Monday, July 25, 2005

Species-specific chromosomes after dinosaurs

Here's a quick note on an National Human Genome Research Institute discovery reported in Science - another gene story, but this one is animals and the knowledge will be translated to humans.

Researchers at the NHGRI have discovered that mammalian chromosomes have evolved by breaking at specific sites rather than randomly as long thought - and that many of the breakage hotspots are also involved in human cancer.

By aligning and comparing the mammals’ genetic material, or genomes, the team determined that chromosomes tend to break in the same places as species evolve, resulting in rearrangements of their DNA.

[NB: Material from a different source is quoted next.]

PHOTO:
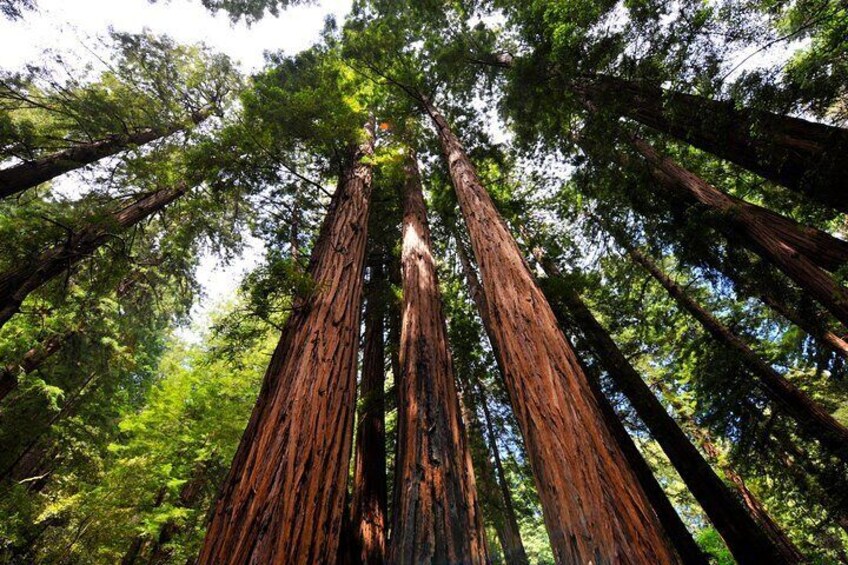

Chromosomal breakages, also referred to as translocations, are thought to be important in terms of evolution. In addition to their evolutionary implications, chromosomal translocations are known to contribute to the development or progression of many types of cancer.

Here is the part I am facinated with: Based on an analysis that included a computer-generated reconstruction of the genomes of long-extinct mammals, researchers found the rate of chromosomal evolution among mammals dramatically accelerated following the extinction of the dinosaurs about 65 million years ago.

Okay, so....

Says the NHGRI, "Before the sudden demise of dinosaurs and many other types of animals, which is thought to have resulted from a massive comet or asteroid striking Earth, mammals shared fairly similar body plans and also fairly similar genomes. Researchers speculate that the mass extinction opened new ecological niches for mammals, spurring their diversification and the emergence of new mammalian orders. This situation would have facilitated opportunities for the isolation of mammals into more distinct breeding groups, speeding the development of species-specific chromosomes."

“This study has revealed many hidden secrets on the nature and timing of genome evolution in mammals, and it demonstrates how the study of basic evolutionary processes can lead to new insights into the origin of human diseases,” says Harris A. Lewin, director of the Institute of Genomic Biology at the University of Illinois.